Si innamorò per la prima volta, diede il suo primo bacio, perse la verginità.
Aveva diciassette
anni quando Umberto le chiese di diventare sua moglie. Lui ne aveva ventidue,
ed era deciso a ritornare in Italia, il paese in cui era nato e in cui voleva
costruire una famiglia.
I genitori di Camila
non volevano che sua figlia si allontanasse; sapevano che il suo ritorno in
Italia avrebbe significato la perdita dei sussidi tedeschi di cui lei
beneficiava in quanto lavoratrice a basso reddito.
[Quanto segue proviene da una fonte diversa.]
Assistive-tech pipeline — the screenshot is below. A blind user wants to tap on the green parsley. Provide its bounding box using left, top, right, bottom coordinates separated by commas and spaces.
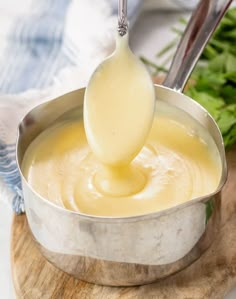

Sapevano che il suo
matrimonio avrebbe significato, per loro, la necessità di cercarsi un lavoro.
Ciò nonostante,
acconsentirono alle nozze e vi parteciparono. La cerimonia si tenne in
Basilicata, nel paesino da cui erano partiti i genitori di Umberto. Il vestito
di Camila era arrivato in regalo dai Bauer, che le
promisero di assumere sua madre e le augurarono una vita felice e tanti bei
bambini. Il matrimonio fu molto semplice. Di ogni spesa si occupò la famiglia
dello sposo - felice di Camila, ma meno dei suoi genitori.
La ragazza era
entusiasta della sua nuova vita. Voleva una bella casa, una bella famiglia.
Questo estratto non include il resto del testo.